September 17, 2018 by Jason Contant
Being able to quickly identify a “true” customer compared to a synthetic identity created by a cybercriminal can help insurers tailor offerings to the right customers early in the account creation process, a security engineer said Friday.
“If you know it’s a form of automation… then what you can do is put some blockages in there to prevent that automation from trying to commit fraud,” said Don Duncan, security engineer with NuData Security in Vancouver. He used the example of an “application speed bump” or a captcha program designed to distinguish between human and machine input.
“If you know it’s a human… then make the experience as pleasant as possible and allow them to enter the information they have during that account creation process so that they can do what they need to do very quickly.” This allows a broker to quickly engage with that client and to start positioning appropriate services, Duncan said.
He spoke to Canadian Underwriter in advance of the Retail Secure Conference on Sept. 20 in Mississauga, Ont., where he will be presenting on the state of ecommerce losses.
Duncan said cybercriminals are using machines to create fake accounts in bulk and then using them to commit fraud. For example, a fraudster may create a digital synthetic identity to establish an “online reputation” and a credit rating. Then, they will take this credit rating to create fraud on another site. Or they may create an account to “initiate some type of transaction from a claims process to commit that fraud.”
Companies like NuData Security can look at various data points – such as if a person is long pressing or short pressing, if they are using their left or right hand and how they are holding the device – and across multiple interfaces. They can then provide that information to an insurer to allow them to make an educated decision as to whether the user is a real person or a fraudster.

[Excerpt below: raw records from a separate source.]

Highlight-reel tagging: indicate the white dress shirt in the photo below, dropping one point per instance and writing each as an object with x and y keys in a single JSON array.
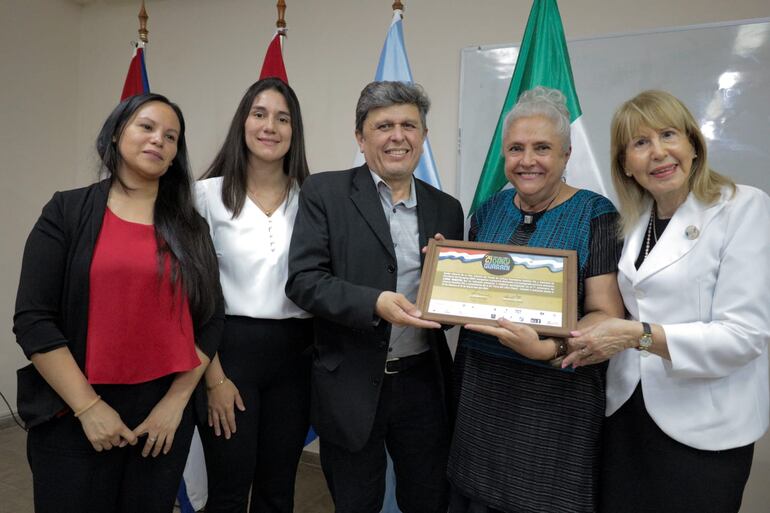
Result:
[
  {"x": 253, "y": 252},
  {"x": 707, "y": 282}
]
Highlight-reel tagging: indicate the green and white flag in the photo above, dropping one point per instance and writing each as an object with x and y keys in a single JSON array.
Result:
[{"x": 543, "y": 60}]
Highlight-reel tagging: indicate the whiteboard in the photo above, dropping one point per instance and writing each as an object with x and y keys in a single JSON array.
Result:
[{"x": 720, "y": 71}]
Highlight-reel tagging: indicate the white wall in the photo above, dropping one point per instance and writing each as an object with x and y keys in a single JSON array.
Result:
[
  {"x": 39, "y": 46},
  {"x": 63, "y": 68}
]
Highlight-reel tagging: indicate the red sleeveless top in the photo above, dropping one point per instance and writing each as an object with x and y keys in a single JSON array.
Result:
[{"x": 139, "y": 324}]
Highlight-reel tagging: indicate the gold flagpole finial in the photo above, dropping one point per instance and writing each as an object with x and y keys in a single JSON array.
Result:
[
  {"x": 281, "y": 23},
  {"x": 143, "y": 24}
]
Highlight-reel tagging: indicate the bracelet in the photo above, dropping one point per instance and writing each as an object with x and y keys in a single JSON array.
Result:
[
  {"x": 88, "y": 406},
  {"x": 220, "y": 382},
  {"x": 561, "y": 348}
]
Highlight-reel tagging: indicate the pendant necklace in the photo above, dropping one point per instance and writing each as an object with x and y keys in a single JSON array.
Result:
[{"x": 652, "y": 232}]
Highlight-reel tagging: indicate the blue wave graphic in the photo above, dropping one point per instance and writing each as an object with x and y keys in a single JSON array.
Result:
[{"x": 552, "y": 264}]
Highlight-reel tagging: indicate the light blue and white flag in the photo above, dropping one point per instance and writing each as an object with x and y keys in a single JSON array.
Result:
[{"x": 394, "y": 65}]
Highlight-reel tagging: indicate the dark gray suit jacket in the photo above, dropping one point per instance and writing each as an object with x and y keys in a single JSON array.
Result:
[{"x": 341, "y": 259}]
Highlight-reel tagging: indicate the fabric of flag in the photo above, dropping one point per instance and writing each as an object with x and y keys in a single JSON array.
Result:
[
  {"x": 394, "y": 65},
  {"x": 273, "y": 65},
  {"x": 136, "y": 78},
  {"x": 543, "y": 60}
]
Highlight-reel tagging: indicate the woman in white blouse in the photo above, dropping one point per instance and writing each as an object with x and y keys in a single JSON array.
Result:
[
  {"x": 259, "y": 382},
  {"x": 687, "y": 384}
]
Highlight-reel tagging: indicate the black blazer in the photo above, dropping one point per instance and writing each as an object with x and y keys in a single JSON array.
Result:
[
  {"x": 52, "y": 300},
  {"x": 341, "y": 259}
]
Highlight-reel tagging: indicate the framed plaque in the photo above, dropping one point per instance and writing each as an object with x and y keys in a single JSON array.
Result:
[{"x": 478, "y": 283}]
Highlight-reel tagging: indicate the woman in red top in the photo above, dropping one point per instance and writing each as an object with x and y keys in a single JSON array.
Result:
[{"x": 119, "y": 309}]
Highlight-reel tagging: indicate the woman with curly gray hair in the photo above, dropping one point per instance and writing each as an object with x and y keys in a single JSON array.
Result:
[{"x": 528, "y": 434}]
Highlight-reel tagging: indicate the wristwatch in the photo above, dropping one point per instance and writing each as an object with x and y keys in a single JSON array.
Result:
[{"x": 645, "y": 341}]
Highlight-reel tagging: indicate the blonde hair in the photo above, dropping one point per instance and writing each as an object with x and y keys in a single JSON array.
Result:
[{"x": 656, "y": 110}]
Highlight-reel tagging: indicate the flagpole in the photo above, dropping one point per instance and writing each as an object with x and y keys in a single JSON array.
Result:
[
  {"x": 143, "y": 25},
  {"x": 280, "y": 24}
]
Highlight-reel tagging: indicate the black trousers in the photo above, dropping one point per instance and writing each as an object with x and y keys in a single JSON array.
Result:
[
  {"x": 269, "y": 362},
  {"x": 411, "y": 421},
  {"x": 646, "y": 471},
  {"x": 69, "y": 476}
]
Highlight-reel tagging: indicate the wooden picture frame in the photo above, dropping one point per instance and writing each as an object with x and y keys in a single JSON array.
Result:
[{"x": 477, "y": 283}]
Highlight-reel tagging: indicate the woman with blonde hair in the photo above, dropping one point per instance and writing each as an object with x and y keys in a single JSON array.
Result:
[{"x": 687, "y": 384}]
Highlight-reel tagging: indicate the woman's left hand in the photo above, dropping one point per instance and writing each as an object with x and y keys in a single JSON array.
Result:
[
  {"x": 160, "y": 425},
  {"x": 601, "y": 342},
  {"x": 521, "y": 338}
]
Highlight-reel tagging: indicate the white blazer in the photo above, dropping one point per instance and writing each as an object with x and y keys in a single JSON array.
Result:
[{"x": 711, "y": 294}]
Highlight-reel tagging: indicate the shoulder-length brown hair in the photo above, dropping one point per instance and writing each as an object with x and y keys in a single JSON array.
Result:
[{"x": 231, "y": 162}]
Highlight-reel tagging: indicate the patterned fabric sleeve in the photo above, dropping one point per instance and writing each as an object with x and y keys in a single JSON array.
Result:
[{"x": 605, "y": 246}]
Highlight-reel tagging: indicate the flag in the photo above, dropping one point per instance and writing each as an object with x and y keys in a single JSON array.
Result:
[
  {"x": 394, "y": 65},
  {"x": 543, "y": 60},
  {"x": 273, "y": 66},
  {"x": 136, "y": 78}
]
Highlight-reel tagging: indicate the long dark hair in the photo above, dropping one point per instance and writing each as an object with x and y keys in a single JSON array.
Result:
[
  {"x": 231, "y": 162},
  {"x": 181, "y": 233}
]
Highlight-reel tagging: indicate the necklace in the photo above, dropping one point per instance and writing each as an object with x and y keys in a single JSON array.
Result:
[
  {"x": 652, "y": 232},
  {"x": 530, "y": 218},
  {"x": 269, "y": 211}
]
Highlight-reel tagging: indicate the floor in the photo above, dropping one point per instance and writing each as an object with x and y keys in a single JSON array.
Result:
[{"x": 311, "y": 495}]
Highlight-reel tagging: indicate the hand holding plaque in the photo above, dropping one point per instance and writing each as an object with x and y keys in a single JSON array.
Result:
[{"x": 479, "y": 283}]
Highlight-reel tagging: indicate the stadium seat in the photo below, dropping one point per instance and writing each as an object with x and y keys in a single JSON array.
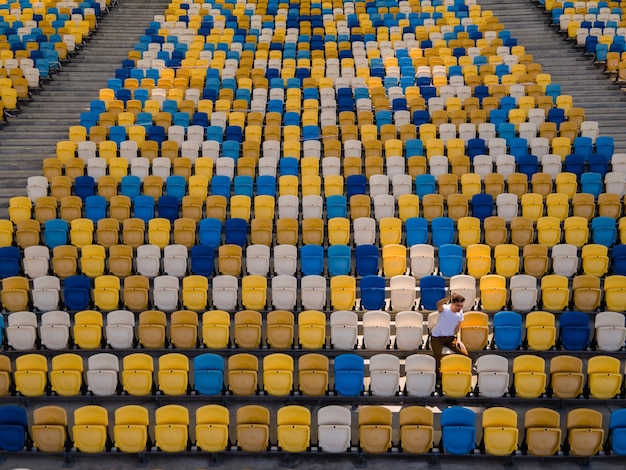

“You may not recognize somebody right off the bat, but as you engage with them more and more, you start to build similarities with them and a comfort level,” Duncan said. “And based on that you can determine the level of risk.”
Last year, NuData looked at all accounts created by its data customers and found 36% of new accounts being created were fake. “Do you really know who you’re dealing with behind the device because you’re not seeing that person face-to-face?” Duncan asked.
“Being able to identify and validate that user very quickly in the engagement cycle as that account is being created allows you to determine how are you going to engage with them going forward.”